Orang Muda Harus Pintar Kelola Finansial
Sebagai pelajar maupun pekerja, kita mungkin pernah atau kerap mengalami kondisi bokek. Pada akhir bulan, biasanya orang tua kita mengirimkan uang bulanan, atau para pekerja mendapatkan gaji, tapi tak berselang lama, minggu kedua di bulan berikutnya isi dompet menipis. Dan ketika uang habis, mungkin ada dari kita yang ikut kegiatan gereja yang ada makan-makannya, ikut doa puasa (yang mungkin landasannya bukanlah pertobatan), kita pun minta uang ke orang tua, dan yang paling buruk ialah berutang kepada teman atau lewat pinjaman online.
Bukankah pengaturan keuangan yang buruk dapat mengindikasikan bahwa kita belum bertanggung jawab atas berkat materil yang Tuhan titipkan bagi kita?
Mari petik pelajaran kitab suci tentang talenta, dalam Matius 25:14-30. Atau kita bisa memaknai tentang uang Mina dalam Lukas 19:12-27. Dari sana dapat diambil kesimpulan bahwa Tuhan menuntut kita untuk bertanggung jawab atas hal-hal yang Dia titipkan pada kita. Talenta dan Mina, dalam beberapa perspektif teologi dapat diartikan sebagai karunia Roh, smooth ability di mana Tuhan ingin menghasilkan jiwa-jiwa baru yang percaya pada-Nya. Namun, berkat materiil lagi merupakan berkat yang tak dapat diabaikan, karena perihal keuangan lagi berdampak langsung dalam kehidupan di masa kini. Maka, seharusnyalah seorang pelajar mampu mengelola kiriman bulanan yang dikirim oleh orang tua; begitu pun seorang pekerja harus mampu mengelola pendapatan yang dia terima.
Tantangan yang kita hadapi dalam mempertanggungjawabkan berkat materiil adalah gaya hidup masa kini yang cenderung hedonisme dan konsumtif. Kita dapat membeli banyak hal lewat ragam aplikasi di gawai, mulai dari makanan, pakaian, barang elektronik, dan banyak lainnya. Hal-hal yang awalnya tidak terlalu diinginkan lambat laun jadi kebutuhan. Semisal harus beli boba atau kopi tiap hari. Fasilitas kredit pun makin sederhana kita dapatkan, baik pinjaman kredit on-line maupun fitur pay later.
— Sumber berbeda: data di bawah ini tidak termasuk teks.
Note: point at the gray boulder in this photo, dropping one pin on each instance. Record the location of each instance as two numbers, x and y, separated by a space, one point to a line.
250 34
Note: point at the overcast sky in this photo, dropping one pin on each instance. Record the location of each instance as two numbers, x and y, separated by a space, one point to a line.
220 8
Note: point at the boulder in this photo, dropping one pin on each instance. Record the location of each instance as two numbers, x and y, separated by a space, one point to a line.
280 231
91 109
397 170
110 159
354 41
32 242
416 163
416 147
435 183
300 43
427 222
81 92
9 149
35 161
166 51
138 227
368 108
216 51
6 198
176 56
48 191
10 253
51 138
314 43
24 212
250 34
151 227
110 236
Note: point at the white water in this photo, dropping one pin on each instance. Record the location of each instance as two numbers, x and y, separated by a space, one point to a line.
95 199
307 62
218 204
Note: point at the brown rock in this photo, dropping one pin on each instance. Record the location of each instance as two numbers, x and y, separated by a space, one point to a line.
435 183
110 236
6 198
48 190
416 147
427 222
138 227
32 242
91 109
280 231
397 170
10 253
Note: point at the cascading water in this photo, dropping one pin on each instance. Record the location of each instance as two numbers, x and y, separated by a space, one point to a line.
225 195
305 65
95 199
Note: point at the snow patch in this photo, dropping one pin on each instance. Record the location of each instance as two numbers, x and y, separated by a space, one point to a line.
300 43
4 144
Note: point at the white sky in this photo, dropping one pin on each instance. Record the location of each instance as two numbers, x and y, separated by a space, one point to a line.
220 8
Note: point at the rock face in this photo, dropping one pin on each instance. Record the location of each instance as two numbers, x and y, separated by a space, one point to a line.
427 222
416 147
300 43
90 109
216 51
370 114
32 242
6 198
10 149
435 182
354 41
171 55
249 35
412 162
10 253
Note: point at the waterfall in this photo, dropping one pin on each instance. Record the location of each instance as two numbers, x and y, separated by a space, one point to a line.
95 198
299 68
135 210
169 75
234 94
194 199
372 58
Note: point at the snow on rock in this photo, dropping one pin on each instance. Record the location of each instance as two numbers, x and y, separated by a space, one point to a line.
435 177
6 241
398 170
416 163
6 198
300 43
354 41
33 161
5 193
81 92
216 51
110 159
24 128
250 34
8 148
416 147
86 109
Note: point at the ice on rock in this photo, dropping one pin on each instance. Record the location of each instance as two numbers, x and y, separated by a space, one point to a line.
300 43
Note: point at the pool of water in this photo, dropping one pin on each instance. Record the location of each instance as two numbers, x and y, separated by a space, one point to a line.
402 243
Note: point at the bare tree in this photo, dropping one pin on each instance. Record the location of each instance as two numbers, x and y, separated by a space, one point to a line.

Lantas, bagaimana caranya agar kita dapat merancang kehidupan finansial dengan baik?
Kuncinya adalah mencatat, agar kita dapat mengukur dan menghitung pengeluaran serta pendapatan dengan tepat. Kita dapat mendapatkan banyak aplikasi maupun program perihal merancang finansial di gawai kita. Kita dapat melakukannya dengan secarik kertas, yang dibagi menjadi dua kolom.
Bagian kiri untuk pemasukan, Bagian kanan untuk menulis pengeluaran. Dalam proses penulisan tersebut, kita dapat mulai dengan mengurutkan informasi nominal yang pasti dan stabil dari yang paling atas. Misalnya pada bagian kiri kita mencatat pemasukan berupa kiriman dari orang tua, gaji bulanan, atau pendapatan lainnya yang bersifat stabil; dan di bawahnya kita dapat melanjutkan dengan pemasukan yang fluktuatif, seperti hasil dari kerja sambilan.
Hal yang sama lagi dapat diterapkan pada bagian kanan, untuk menuliskan pengeluaran. Mulailah melatih mendahulukan pengeluaran yang sifatnya wajib dan pasti, misal bayar uang kuliah, bayar uang kos, persepuluhan, bayar cicilan. Kemudian selanjutnya kita dapat mencatat pengeluaran yang sifatnya alokasi seperti kebutuhan pengembangan diri, kebutuhan leisure. Kita pun dapat melanjutkan dengan menulis pengeluaran untuk biaya saving yang dialokasikan untuk investasi dan tabungan.
Tentu secara teoritis tampaknya sederhana, tapi perlu usaha keras untuk mempraktikkan pencatatan keuangan ini. Sebagai umat Kristen, kita perlu melandasi perancangan finansial dengan pemahaman bahwa melalui harta tersebut, kita dapat memuliakan nama Tuhan, seperti tertulis dalam Amsal 3:9, “Muliakanlah TUHAN dengan hartamu dan dengan hasil pertama dari segala penghasilanmu.”